De meus males ao passo, que o navego,
O peso sente, e se revolve em giros;
E até as brutas penhas mais pesadas
Estão de meu tormento magoadas.

Alic. Qual o peixe inocente, que enganado
Bebe no curvo anzol a morte feia,
Sem ver, que o pescador lhe tem armado
Escondida prisão, em que se enleia;
Ou qual o navegante, que enlevado
No canto está da pérfida sereia;
E prova sem cautela a morte dura
Entre os penhascos, onde o mar murmura.

Mar. Qual foge o grande monstro, que o mar cria,
Do arpão ferido, em sangue o mar banhando;
Quando cuida, que escapa à morte fria,
O alento pouco, e pouco vai deixando;
O destro pescador, que a presa fia
Do agudo ferro, a linha então largando,
Quando de todo já exangue o sente,
O barco chega, e o colhe mais contente.

Alic. Tal eu, doce inimiga, sem cautela
Adorava a traição de um falso engano,
Que no teu rosto, ó sempre ingrata, e bela.
Sonhe dissimular Amor tirano
Acreditando aquela indústria, aquela
Mal escondida imagem de meu dano,
Imaginei, que o que era aleivosia,
De um fino, e puro coração nascia.

Mar. Não de outra sorte a bárbara destreza
Dessa homicida mão, dessa alma ingrata,
Depois de assegurar minha firmeza,
De mim se ausenta, e com rigor me mata:
Ah! quanto temo, ninfa, que a fereza
De tua condição, que assim me trata,
Nestas ondas em penha convertida,
Pague o delito de roubar-me a vida!

Alic. De que serve, que eu traga do mar fundo,
A preço de fadiga tão pesada,
Esta, que em tal excesso estima o mundo,
Rama, que fora d’água é encarnada?
De que serve; que lá do mais profundo
Venha oferecer-te a pérola engraçada,
Se encontro sem-razões, iras, rigores?
Se os teus desprezos sempre são maiores?

Mar. Para trazer-te o peixe delicado,
No rio escondo as nassas, ninfa minha;
E ao levantar seu peso desejado,
Vejo saltar a truta e a tainha:
Não me fica também no mar salgado
O retorcido búzio, e a conchinha;
Que supondo ser cousa, que te agrade,
Tudo te vem render minha vontade.

Alic. Em pensamentos mil eu me desfaço,
Ao ver traição tão bárbara, e tão crua;
Rompo o vestido, o corpo despedaço
Quando me lembra a falsidade tua:
Loucuras mil, mil desatinos faço,
Sem pejo, e sem vergonha; em pele nua
Corro esta praia, giro esta ribeira;
E ninguém há, que socorrer me queira.

Mar. Mas que é isto, Alicuto? O nosso canto
quase que vai passando a impaciência.

Alic. Que há de ser, se o meu mísero quebranto
Se apodera de mim com tal violência?

Mar. Mal haja o ter amor, que pode tanto.

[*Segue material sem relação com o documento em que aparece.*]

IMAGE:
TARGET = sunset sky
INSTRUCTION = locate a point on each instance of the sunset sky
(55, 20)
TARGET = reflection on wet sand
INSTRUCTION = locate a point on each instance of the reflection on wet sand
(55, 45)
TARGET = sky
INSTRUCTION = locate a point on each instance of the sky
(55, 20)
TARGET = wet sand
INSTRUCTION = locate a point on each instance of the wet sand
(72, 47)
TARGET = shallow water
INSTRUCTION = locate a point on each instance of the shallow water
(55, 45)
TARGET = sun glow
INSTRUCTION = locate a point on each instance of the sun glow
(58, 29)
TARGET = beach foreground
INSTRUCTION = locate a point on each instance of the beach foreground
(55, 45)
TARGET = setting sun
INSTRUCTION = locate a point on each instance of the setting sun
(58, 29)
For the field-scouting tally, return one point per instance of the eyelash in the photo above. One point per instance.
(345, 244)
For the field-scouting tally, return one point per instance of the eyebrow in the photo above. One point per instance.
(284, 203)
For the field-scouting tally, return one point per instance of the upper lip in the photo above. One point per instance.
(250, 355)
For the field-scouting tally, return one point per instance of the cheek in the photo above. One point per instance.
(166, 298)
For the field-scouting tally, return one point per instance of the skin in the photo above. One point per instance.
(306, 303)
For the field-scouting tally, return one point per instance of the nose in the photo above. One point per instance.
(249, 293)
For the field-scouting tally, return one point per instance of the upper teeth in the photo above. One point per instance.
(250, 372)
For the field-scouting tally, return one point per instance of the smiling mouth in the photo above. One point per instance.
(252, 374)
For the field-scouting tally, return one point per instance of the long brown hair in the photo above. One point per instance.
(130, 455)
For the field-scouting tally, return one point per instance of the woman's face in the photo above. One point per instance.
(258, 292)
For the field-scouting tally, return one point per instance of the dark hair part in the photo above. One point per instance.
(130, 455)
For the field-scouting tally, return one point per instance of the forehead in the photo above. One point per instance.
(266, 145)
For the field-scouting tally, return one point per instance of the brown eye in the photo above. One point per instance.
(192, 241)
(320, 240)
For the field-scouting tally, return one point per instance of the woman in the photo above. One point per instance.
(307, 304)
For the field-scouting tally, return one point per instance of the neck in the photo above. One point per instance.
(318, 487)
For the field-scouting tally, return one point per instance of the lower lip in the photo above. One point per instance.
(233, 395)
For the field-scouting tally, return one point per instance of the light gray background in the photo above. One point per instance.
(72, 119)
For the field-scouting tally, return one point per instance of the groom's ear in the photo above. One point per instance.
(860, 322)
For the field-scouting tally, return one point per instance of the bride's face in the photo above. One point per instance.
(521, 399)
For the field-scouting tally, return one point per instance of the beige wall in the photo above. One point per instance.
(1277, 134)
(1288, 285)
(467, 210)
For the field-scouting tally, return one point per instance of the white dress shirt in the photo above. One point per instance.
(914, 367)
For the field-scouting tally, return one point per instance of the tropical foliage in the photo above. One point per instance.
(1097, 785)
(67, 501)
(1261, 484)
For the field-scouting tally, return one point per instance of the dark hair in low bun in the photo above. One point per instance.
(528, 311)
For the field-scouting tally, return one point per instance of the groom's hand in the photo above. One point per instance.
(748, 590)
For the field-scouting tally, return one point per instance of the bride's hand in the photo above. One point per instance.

Alic. Mal haja o conhecer uma inclemência.

Mar. Que intentar-lhe fugir é desatino.

Alic. Que assim o sinto eu, e tu, Marino.

Mar. Temos chegado ao porto: larga o remo;
Salta na praia tu; que eu aqui fico;
A ver, se vejo a ninfa, por quem gemo,
E a quem as minhas lágrimas dedico.

Alic. Não fiques não, Marino: porque temo
Maior mágoa; que a dor, que sacrifico.
Carreguemos o peixe; que na aldeia
Talvez estejam Glauce; e Deiopéia.

Assim se acomodavam;
E o peixe dividindo
Entre ambos, vão subindo
Um levantado oiteiro, a que chegavam,
Deixando entanto posta
No barco a vara, a rede ao Sol exposta.

Cláudio Manuel da Costa (Vila Real de Nossa Senhora, atual Mariana, Minas Gerais, 5 de junho de 1729 — Vila Rica, atual Ouro Preto, Minas Gerais, 4 de julho de 1789)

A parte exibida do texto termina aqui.